Trouble Shooting

Overview

If you experience troubles with running PySAGES take a look at these known problems. Here we explain issues that appear during the use of PySAGES and how you can troubleshoot them.

We hope these are helpful, but if you do not find a solution to your problem, consider reaching out to us by opening an issue on GitHub.

  • My GPU simulation is significantly slower with PySAGES than just with the backend.
    • Make sure JAX can run on the GPU. Check here of how to install JAX with CUDA support. If your script output contains the line :WARNING:absl:No GPU/TPU found, falling back to CPU. (Set TF_CPP_MIN_LOG_LEVEL=0 and rerun for more info.) JAX is not properly running on the GPU.
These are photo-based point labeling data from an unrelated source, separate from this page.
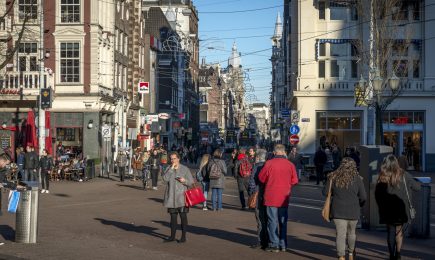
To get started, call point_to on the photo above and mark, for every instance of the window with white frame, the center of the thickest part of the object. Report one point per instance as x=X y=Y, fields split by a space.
x=27 y=8
x=70 y=11
x=70 y=62
x=28 y=56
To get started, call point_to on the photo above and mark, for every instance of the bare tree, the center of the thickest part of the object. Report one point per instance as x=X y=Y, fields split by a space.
x=6 y=53
x=385 y=56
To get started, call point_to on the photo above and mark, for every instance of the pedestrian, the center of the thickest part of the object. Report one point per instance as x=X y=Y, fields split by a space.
x=243 y=169
x=155 y=166
x=20 y=162
x=260 y=210
x=46 y=165
x=348 y=195
x=121 y=162
x=278 y=175
x=136 y=164
x=393 y=195
x=320 y=160
x=296 y=159
x=4 y=182
x=178 y=179
x=203 y=178
x=403 y=161
x=216 y=170
x=336 y=155
x=31 y=164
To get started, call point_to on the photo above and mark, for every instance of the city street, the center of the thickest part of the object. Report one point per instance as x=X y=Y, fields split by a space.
x=107 y=219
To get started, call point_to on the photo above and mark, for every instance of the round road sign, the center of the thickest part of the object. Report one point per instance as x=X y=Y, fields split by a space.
x=294 y=139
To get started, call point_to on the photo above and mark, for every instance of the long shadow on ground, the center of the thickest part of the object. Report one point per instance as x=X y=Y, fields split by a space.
x=132 y=228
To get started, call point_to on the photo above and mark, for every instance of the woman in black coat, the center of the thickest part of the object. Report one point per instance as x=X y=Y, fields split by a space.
x=392 y=194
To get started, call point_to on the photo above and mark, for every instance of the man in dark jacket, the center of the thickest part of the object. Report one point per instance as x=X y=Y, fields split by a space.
x=260 y=211
x=31 y=164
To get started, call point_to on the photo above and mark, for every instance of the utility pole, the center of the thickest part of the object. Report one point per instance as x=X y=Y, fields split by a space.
x=41 y=128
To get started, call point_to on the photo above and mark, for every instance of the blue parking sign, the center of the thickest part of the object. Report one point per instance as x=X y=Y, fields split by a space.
x=294 y=129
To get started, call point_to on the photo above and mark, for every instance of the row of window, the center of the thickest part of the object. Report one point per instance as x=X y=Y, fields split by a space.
x=342 y=10
x=69 y=10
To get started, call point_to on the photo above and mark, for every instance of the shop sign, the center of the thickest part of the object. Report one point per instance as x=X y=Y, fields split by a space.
x=153 y=118
x=144 y=87
x=164 y=116
x=401 y=120
x=6 y=91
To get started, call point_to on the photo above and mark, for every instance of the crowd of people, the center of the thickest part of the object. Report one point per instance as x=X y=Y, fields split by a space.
x=267 y=179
    • Make sure that for each simulation task (aka GPU or MPI rank) at least 4 CPUs are visible to the process. JAX requires this to run extra processes for JIT compiling. Otherwise, the GPU execution can be interrupted by JAX slowing computation. In a slurm environment the option --cpus-per-gpu=4 can be passed to sbatch scripts and srun. With OpenMPI you can specify mpiexec -np 1 --map-by slot:pe=4 python sages.py.
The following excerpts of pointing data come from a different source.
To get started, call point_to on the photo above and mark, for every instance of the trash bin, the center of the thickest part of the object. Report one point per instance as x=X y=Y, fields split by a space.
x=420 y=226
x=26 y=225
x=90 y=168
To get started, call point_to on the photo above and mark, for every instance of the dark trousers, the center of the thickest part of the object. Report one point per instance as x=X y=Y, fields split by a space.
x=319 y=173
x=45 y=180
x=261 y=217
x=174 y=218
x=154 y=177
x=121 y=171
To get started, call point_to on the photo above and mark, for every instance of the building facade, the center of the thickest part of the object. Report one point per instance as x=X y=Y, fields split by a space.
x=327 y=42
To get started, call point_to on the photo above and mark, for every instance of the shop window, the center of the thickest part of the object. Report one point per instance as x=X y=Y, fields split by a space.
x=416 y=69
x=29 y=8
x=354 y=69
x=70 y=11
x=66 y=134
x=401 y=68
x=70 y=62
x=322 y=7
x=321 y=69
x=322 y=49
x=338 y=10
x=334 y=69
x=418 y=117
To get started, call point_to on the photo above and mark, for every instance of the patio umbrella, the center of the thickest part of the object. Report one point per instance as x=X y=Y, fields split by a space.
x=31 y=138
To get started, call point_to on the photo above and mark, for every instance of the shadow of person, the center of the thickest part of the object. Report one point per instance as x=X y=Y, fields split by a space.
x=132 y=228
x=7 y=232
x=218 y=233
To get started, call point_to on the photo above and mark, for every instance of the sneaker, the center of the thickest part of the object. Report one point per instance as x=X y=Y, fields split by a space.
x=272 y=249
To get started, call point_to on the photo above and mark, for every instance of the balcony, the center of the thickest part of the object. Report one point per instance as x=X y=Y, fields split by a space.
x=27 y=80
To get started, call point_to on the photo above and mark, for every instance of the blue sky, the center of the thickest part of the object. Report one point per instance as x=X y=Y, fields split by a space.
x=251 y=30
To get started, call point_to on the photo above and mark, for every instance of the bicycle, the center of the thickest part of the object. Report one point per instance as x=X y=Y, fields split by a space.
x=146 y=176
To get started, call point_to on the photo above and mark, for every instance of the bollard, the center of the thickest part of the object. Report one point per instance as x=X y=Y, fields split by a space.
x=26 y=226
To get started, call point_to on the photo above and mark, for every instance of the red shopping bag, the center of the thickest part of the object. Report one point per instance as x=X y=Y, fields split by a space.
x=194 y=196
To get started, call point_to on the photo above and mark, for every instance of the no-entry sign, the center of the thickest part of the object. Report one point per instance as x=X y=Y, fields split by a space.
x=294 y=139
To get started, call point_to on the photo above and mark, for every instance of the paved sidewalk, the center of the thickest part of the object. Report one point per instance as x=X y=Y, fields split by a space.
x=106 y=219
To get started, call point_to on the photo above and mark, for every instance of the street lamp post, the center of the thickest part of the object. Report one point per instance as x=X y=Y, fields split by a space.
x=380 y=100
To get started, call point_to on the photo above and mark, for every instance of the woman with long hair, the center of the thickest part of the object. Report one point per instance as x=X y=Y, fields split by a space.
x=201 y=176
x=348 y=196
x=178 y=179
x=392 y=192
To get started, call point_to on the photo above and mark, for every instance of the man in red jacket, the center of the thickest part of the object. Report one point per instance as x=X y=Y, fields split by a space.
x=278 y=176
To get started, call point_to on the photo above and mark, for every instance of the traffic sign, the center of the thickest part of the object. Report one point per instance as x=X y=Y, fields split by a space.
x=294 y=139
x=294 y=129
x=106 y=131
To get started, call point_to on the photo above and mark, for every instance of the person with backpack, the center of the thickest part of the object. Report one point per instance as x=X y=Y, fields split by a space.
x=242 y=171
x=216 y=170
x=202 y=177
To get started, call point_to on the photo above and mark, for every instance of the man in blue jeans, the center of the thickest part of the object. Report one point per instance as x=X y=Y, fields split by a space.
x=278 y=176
    • Some collective variables can be expensive in the calculation in general or in gradient calculation, this can lead to slow simulations and or long JIT compilation times. For troubleshooting try running with pysages.methods.Unbiased, which does not use gradient calculations. Or try a different collective variable that is known to be simple, like pysages.colvars.Component.
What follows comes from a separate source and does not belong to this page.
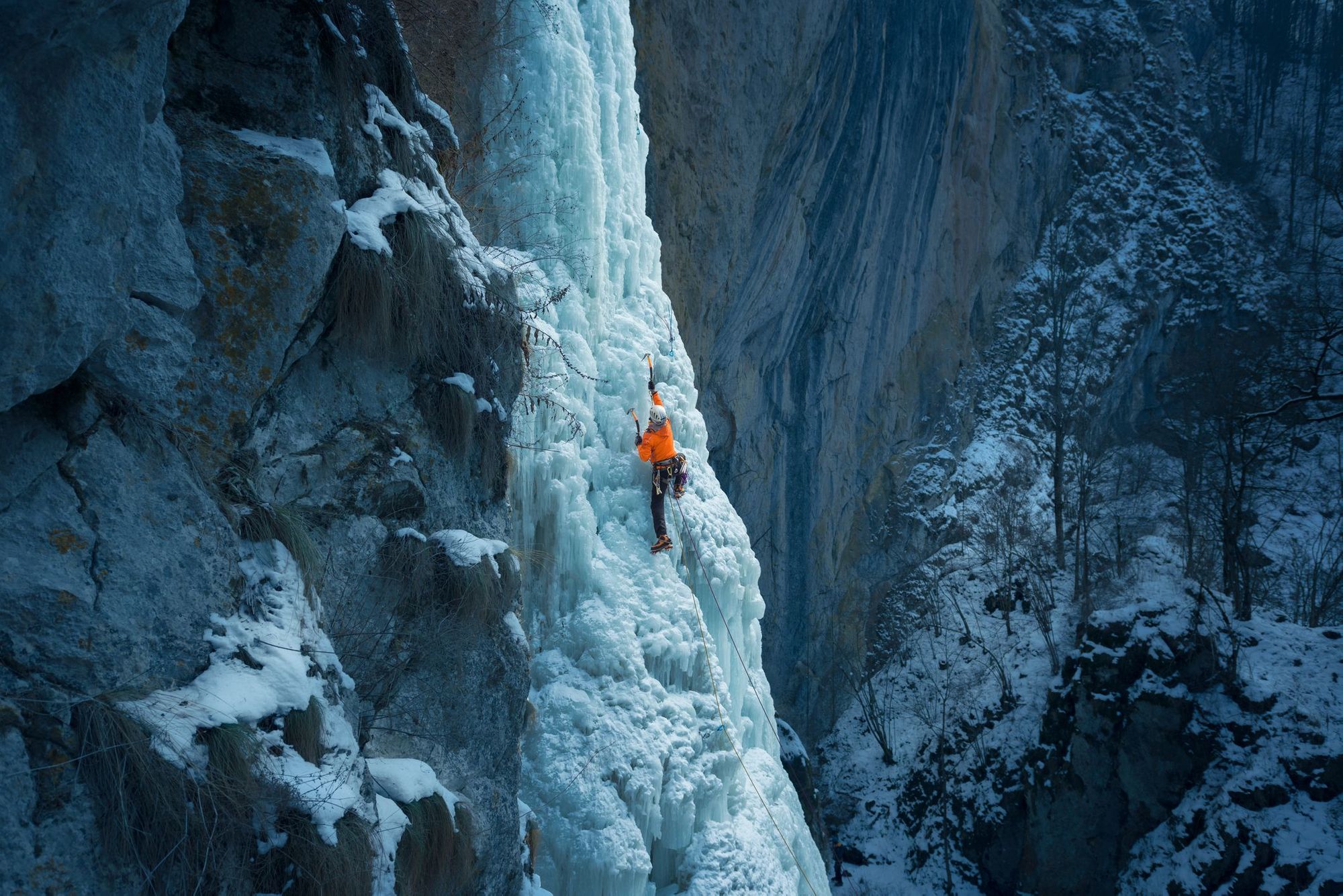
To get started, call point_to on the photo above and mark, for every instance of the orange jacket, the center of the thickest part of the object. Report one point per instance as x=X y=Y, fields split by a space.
x=657 y=443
  • A PySAGES function cannot be launched and it errors with explaining that a function cannot be dispatched.
    • We are using plum to dispatch functions with different arguments. Similar to C++ function overloading this happens by comparing the types (and number) of arguments to implemented functions. So make sure that your arguments are of the correct type. A common source of error is passing a numpy array, where a list is expected, or a float where an integer is expected. Plum does not try to cast your arguments into the correct types automatically.

  • My HOOMD-blue 2.X simulation crashes with segfault at the beginning of the simulations.
    • Re-initializing the simulation context in the generate_context ends with a segfault.:

      context = hoomd.context.SimulationContext()
      with context:
        hoomd.context.initialize()
        ...
      

      Should be replaced by:

      hoomd.context.initialize()
      context = hoomd.context.SimulationContext()
      with context:
        ...
      
  • My MPI simulation executes the ranks/replicas on the same GPU, even as one GPU per rank is available. * This failure can be related to a mismatch between the MPI version that launches the application and the MPI version your mpi4py module was built against. Checkout out note about this here.

  • For my MPI simulations, every rank executes all tasks instead of splitting up the simulation load between ranks as desired. * Similar to the note before, this can be caused by a mismatch of MPI implementation, check here for more details.